Stone lives in Fort Lauderdale, Florida. CNN aired video on Friday of the FBI's raid of his home, showing agents in body armor using large weapons and night-vision equipment, running up to the home and banging repeatedly on the door.

Friday’s indictment provides the most detail to date about how Trump campaign associates in the summer of 2016 were actively seeking to politically benefit from the release of hacked material damaging to Hillary Clinton's campaign. It alleges that unnamed senior Trump campaign officials contacted Stone to ask when stolen emails relating to Clinton might be disclosed.

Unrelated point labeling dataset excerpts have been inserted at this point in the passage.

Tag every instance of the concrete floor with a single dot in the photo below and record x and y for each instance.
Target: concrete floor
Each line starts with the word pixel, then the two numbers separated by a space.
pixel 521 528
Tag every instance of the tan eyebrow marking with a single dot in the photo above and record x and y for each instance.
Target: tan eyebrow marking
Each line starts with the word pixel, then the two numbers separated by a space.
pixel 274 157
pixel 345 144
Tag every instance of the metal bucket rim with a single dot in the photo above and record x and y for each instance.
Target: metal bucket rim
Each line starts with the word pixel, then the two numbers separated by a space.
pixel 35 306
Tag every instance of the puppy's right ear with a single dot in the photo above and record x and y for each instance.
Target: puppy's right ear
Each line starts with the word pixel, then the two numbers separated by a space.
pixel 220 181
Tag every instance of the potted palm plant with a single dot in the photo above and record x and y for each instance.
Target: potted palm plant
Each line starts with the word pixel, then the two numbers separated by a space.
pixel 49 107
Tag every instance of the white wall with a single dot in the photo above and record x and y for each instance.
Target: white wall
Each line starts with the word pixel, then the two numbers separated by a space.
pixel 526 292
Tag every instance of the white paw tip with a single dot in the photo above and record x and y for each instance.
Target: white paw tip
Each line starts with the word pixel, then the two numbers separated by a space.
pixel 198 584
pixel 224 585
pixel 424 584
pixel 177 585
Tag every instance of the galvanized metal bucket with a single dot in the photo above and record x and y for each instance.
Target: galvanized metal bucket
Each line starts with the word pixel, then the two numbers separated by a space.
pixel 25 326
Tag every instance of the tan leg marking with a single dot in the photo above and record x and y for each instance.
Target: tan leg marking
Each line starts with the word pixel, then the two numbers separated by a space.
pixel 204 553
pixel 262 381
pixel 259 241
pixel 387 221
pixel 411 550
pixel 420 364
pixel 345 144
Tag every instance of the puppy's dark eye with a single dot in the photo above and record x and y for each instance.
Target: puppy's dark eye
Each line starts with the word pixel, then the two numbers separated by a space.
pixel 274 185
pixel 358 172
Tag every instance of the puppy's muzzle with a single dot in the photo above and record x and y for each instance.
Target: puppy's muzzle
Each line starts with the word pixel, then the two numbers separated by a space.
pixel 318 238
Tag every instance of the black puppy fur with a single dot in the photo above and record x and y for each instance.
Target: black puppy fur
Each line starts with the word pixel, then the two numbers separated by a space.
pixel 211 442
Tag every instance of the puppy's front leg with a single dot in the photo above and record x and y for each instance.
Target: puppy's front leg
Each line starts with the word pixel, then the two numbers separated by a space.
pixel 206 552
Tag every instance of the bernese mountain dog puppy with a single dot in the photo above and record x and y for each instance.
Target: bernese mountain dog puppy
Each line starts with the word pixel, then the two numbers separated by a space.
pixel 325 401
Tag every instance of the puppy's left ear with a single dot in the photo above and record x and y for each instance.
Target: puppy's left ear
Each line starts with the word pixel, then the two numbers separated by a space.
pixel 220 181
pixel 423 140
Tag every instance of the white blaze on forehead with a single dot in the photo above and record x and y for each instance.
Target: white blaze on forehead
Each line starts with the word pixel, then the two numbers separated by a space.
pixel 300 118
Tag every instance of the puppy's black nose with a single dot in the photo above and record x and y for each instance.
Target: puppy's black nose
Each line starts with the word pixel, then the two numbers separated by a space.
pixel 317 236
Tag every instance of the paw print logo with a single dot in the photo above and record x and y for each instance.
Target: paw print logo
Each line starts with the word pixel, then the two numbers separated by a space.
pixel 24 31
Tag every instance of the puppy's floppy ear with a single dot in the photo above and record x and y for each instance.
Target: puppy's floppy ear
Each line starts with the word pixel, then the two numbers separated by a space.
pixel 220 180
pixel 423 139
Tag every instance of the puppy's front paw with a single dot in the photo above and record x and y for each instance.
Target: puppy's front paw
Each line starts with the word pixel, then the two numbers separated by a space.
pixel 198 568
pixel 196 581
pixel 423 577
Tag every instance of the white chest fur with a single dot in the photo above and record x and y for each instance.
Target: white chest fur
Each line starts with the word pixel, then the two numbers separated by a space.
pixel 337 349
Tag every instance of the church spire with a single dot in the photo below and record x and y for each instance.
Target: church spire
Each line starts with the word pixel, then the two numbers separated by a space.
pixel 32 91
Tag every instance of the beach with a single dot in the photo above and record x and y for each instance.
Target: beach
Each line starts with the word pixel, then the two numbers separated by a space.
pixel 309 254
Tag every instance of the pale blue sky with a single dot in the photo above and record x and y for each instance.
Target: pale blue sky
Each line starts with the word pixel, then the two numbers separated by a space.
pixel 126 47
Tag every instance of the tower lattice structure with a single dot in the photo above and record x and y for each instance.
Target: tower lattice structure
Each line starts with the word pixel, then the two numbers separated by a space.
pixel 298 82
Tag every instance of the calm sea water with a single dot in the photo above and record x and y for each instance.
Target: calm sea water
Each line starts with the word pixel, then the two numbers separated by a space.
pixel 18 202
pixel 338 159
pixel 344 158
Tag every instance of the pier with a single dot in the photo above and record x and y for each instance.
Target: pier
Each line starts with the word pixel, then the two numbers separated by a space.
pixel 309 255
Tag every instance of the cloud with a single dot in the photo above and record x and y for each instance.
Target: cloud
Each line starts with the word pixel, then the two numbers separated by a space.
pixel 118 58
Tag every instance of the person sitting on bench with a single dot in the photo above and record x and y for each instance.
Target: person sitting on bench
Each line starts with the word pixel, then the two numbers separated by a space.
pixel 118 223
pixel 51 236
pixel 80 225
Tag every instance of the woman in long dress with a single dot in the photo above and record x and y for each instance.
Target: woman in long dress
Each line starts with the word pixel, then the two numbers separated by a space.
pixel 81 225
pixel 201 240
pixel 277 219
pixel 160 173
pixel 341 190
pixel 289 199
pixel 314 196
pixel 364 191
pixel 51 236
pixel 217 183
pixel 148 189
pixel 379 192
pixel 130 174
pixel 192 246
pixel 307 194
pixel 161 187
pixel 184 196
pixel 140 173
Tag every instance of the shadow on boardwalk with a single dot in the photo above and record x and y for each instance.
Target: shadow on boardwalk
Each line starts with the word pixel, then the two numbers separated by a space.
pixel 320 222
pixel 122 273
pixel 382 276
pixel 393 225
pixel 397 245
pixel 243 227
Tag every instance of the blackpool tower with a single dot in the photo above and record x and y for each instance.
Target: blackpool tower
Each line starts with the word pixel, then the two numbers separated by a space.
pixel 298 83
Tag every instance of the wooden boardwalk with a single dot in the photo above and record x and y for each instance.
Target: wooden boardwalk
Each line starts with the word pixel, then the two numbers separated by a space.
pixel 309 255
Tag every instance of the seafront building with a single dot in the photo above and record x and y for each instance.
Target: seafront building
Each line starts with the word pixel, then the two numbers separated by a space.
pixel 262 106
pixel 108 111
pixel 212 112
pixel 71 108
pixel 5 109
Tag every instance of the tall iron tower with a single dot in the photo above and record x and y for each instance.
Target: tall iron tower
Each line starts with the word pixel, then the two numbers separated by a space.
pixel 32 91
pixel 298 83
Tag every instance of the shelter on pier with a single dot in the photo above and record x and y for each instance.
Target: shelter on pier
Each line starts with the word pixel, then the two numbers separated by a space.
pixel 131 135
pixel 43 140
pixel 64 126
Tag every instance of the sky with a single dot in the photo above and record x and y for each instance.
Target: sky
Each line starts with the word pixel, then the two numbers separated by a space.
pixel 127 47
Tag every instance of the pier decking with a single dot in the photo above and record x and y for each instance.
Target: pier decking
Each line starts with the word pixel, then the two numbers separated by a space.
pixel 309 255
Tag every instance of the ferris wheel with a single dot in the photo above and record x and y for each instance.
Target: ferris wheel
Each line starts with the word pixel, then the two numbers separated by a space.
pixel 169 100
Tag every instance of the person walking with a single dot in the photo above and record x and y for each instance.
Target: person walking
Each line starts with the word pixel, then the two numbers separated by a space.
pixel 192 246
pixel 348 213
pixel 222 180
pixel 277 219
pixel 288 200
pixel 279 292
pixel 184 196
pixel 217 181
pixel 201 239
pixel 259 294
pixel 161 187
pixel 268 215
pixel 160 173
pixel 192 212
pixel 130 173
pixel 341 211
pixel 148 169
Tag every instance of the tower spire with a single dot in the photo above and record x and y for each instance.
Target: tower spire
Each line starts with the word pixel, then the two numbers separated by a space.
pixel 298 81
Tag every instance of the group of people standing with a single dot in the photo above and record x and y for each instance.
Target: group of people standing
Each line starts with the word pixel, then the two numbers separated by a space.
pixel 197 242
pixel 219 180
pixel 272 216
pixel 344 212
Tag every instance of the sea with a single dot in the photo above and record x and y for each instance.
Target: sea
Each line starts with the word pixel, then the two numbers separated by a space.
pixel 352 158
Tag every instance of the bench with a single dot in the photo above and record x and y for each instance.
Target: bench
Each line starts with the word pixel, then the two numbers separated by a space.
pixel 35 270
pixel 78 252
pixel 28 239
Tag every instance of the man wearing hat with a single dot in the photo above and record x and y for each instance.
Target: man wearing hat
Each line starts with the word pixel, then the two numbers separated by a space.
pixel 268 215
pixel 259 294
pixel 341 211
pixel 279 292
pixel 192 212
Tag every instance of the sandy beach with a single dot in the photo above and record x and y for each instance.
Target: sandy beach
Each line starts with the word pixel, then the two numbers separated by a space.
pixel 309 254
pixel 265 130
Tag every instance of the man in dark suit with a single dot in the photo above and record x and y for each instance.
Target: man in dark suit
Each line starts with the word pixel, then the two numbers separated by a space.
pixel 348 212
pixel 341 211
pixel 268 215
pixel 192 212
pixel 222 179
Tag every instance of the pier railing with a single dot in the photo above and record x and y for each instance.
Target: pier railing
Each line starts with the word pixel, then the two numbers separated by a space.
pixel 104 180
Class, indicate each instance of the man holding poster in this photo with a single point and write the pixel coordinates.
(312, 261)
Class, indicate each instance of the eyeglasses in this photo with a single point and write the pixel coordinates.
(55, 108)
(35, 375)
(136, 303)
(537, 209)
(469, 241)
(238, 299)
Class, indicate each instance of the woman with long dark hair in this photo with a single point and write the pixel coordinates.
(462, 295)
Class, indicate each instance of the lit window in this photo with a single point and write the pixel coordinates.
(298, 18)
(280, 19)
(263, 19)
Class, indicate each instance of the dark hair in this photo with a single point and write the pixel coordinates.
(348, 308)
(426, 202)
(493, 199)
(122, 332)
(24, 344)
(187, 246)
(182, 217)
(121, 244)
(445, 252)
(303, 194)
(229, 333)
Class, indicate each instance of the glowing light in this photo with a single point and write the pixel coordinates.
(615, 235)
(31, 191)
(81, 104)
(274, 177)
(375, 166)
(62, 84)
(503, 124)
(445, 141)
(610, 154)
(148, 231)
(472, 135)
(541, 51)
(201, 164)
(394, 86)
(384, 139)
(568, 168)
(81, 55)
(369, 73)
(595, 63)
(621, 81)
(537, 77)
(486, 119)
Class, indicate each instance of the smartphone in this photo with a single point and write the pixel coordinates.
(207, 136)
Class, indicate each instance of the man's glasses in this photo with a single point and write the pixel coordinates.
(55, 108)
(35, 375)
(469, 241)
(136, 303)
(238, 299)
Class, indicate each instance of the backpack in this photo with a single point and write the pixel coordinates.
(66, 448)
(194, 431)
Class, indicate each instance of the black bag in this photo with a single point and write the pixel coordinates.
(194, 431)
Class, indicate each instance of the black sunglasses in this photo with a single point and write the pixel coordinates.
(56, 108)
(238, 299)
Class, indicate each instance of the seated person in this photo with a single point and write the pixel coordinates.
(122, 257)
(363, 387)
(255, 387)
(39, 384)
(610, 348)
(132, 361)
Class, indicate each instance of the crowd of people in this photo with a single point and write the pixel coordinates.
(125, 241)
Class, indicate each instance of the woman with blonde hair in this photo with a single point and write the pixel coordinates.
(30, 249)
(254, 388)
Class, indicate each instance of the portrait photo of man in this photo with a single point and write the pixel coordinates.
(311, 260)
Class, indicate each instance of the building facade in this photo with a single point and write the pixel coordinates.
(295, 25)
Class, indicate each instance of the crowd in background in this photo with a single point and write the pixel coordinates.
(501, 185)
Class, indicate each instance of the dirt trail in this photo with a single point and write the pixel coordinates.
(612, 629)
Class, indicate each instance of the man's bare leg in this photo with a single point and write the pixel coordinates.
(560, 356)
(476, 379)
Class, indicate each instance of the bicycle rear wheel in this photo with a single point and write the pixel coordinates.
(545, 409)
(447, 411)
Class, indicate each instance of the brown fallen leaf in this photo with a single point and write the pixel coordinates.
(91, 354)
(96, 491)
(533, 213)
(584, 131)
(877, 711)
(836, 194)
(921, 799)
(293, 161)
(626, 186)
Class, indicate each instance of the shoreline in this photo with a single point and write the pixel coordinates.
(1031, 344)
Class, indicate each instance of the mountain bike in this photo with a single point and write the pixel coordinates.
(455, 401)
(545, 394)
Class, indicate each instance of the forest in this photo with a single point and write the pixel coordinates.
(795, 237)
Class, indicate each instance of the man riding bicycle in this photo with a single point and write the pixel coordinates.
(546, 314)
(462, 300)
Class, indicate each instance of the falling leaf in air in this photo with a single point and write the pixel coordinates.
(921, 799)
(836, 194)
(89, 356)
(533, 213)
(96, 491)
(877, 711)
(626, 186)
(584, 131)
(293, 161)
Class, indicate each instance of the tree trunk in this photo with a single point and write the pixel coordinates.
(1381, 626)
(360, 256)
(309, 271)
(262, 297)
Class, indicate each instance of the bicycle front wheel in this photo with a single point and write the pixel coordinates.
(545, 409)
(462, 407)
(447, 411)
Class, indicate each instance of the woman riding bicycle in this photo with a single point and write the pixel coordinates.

The indictment does not charge Stone with conspiring with WikiLeaks, the anti-secrecy website that published the emails, or with the Russian officers Mueller says hacked them. Instead, it accuses him of witness tampering, obstruction and false statements about his interactions related to WikiLeaks' release. Some of those false statements were made to the House intelligence committee, according to the indictment.

The indictment had been expected. Stone has said for months he was prepared to be charged, though he has denied any wrongdoing. A grand jury for months had heard from witnesses connected to Stone. And the intelligence committee last year voted to release a transcript of Stone's testimony to Mueller as a precursor to an indictment.

Attorney Grant Smith, who represents Stone, did not return a phone message seeking comment Friday.